Spirits screamed through the air – the ghosts of the lost, the abandoned and forlorn souls of all those slaughtered in the valley, ret
urned to roost in the decaying corpses that used to be their homes. Phantoms made weapons, apparitions who poured across the landscape in a wave of frozen flames. They rent their own human shells to pieces. Shiv felt some semblance of recognition among the spirits, fleeting recollection of what they’d been, what had happened to them.
Meat and gristle and sickly green blood exploded across the ground. Nauseating stench spilled along with bucketfuls of greasy black innards and stale gore. Ruiz’s shield blocked tidal explosions of human filth.
Shiv marched through it all, protected by the spirits she’d summoned, vagrant wraiths dominated by her will. Unlike Ebon Kingdoms soul magic the spirits came willingly, and she didn’t shape them so much as used what they offered. They were a horde of the vanquished.
Not a single zombie was left standing. The shore was awash with grey skin and black blood, oozing cadavers and steaming pools of boiling human slime. The smell was overpowering, but Shiv had smelled worse.
The ruins of Wolftown were a shell. Long abandoned corrugated tin shelters and crumbling adobe walls still smoked from when Fane had burned the settlement out. Skeletal remains were piled against the few standing structures, small round buildings reinforced with concertina and sandbags and topped with the remains of weapon turrets and lookout towers. The interior of Wolftown was desolate, a smoking field of burned waste and piles of long scorched debris. Danica had told Shiv about this place, a hunter’s refuge that had been sacked years ago.

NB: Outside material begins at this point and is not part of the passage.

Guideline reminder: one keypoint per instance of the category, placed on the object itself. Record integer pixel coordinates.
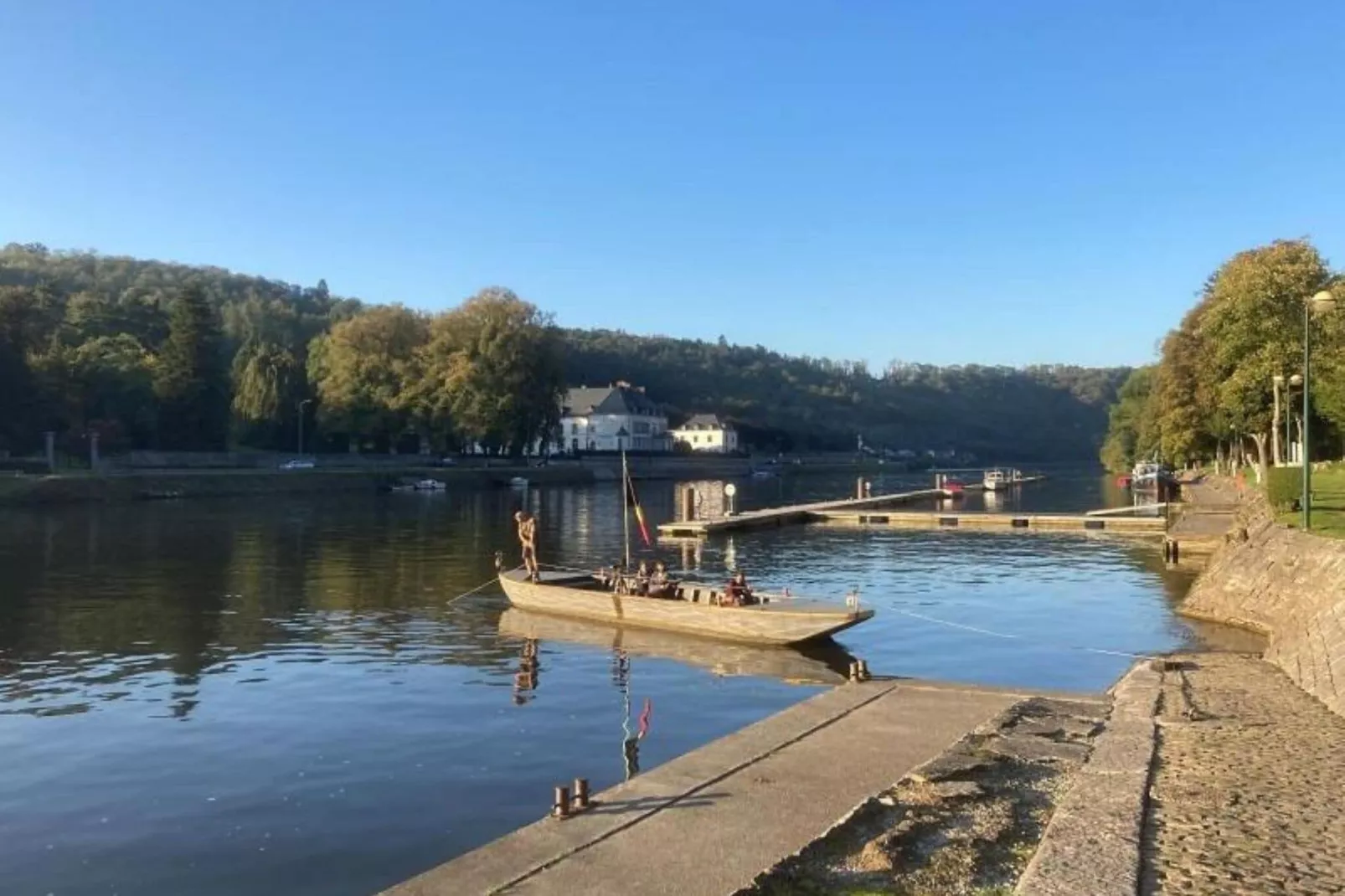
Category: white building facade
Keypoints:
(617, 417)
(706, 432)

Ruiz, Gyver and Moone were right with her, their weapons drawn and eyes alert as they watched for any signs of other undead. Shiv’s boots fell on drifts of ash and bone. The soiled remains of ruined corpses came up to her ankles, and her pale cloak was soon covered with dismal remains. She adjusted her leather armor, rubbed her hands together for warmth and checked the blades at her belt.
There was nothing to fear there except for the man they’d come to find. She heard him huddled in one of the few remaining structures in Wolftown, breathing lightly in the hopes that he wouldn’t be discovered. His spirit pulsed weakly from behind the cracked walls, a dim murmur cowed by the presence of so many forlorn ghosts – they were an anathema to arcane spirits, hunter fish in the sea of dead. The man himself wasn’t much stronger, and as Shiv turned the corner and looked into the hollow shell of the building she saw him crouching, his eyes wide with fright, his hair disheveled and his once clean armor all but rotting away from his skin. His gauntlets were stained with rust and blood and he looked at her for a moment like he wasn’t sure if she was real, like she was another one of the apparitions he’d been avoiding for days while still laying enough enchantments down to avoid detection by the zombies.